A line of credit (LOC) boasts many attractive features, but it doesn’t suit everyone, explains Kristy Sheppard, Senior Corporate Affairs Manager at Mortgage Choice.

How it works

A line of credit loan is a flexible mortgage arrangement, which works like a credit card with an enormous credit limit.

With a LOC you can secure funding of a certain amount, but you are only required to pay interest on the amount of money that you have spent.

For instance, if your line of credit has a limit of $500,000, and you spend $220,000 purchasing a block of land, you will only be charged interest on $220,000.

How to make it work for you

The most effective way to use a LOC is to have your household income paid into the loan account, so that it reduces the daily interest applied to the loan. If you and your partner earn $6,000 per month between you, with a LOC limit of $500,000 and a current debt of $220,000, you’ll only be charged interest on an amount of $214,000 for every day that your salary remains in your account.

On an average 7% home loan, this equates to around $1.15 per day, or $8 per week. It doesn’t sound like much but it all adds up: once you factor in tax refunds, commissions, work bonuses and any other lump sums you may receive, the savings can be significant.

“Sometimes a line of credit home loan is attached to a credit card, hence the borrower places their income into the loan account to save on daily interest, and the credit card is used to make most purchases,” Sheppard explains.

“If you’re on a decent income, using this credit card for expenses should mean that most of your income stays in the loan until the credit card account is due. This somewhat reduces the balance of the home loan debt for part of the month, which reduces the interest payable on the loan. Your credit card is then repaid each month, using money from the line of credit loan.”

Who it suits

“Line of credit loans can work for borrowers who are disciplined enough to follow strict budgeting, resist impulse spending and keep their home loan top-of-mind,” Sheppard says.

“But, you must be careful to only spend what is budgeted, or the loan balance will not reduce.”

The risks

In order to make your LOC work effectively, you must be “extremely cautious with your spending and repayments”, Sheppard says.

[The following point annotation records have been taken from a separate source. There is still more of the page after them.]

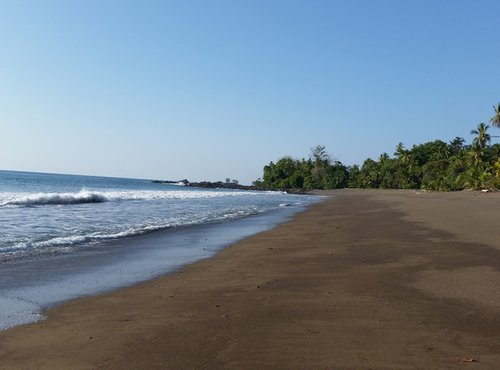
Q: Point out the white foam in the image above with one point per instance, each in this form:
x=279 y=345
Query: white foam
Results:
x=87 y=196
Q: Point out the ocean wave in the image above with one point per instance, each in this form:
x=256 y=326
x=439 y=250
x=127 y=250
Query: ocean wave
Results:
x=90 y=196
x=57 y=244
x=39 y=199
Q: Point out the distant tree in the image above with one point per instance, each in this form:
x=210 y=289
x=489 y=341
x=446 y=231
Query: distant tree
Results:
x=482 y=138
x=319 y=154
x=495 y=120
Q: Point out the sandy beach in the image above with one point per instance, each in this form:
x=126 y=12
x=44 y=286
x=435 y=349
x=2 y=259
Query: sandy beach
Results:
x=363 y=280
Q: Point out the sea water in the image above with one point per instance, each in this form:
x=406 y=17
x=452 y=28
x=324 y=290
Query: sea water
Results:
x=67 y=236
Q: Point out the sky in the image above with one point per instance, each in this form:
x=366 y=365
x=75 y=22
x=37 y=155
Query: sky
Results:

“A line of credit can be a great way to pay off a loan in a shorter period of time, for someone who can follow a strict budget for the loan duration. It can also work well for disciplined borrowers who are determined to pay off their home loan quickly, without allowing impulse purchases,” she explains.

“But using a line of credit can be dangerous, because you’re not locked down to repay any principal debt, provided that the level of debt remains under the loan-to-value ratio that you agreed on at the commencement of the loan.”

Sheppard adds, “There is no set term for the loan to be repaid, which means the home loan may not eventually be paid off – and the debt level may actually rise, due to loan interest and charges.”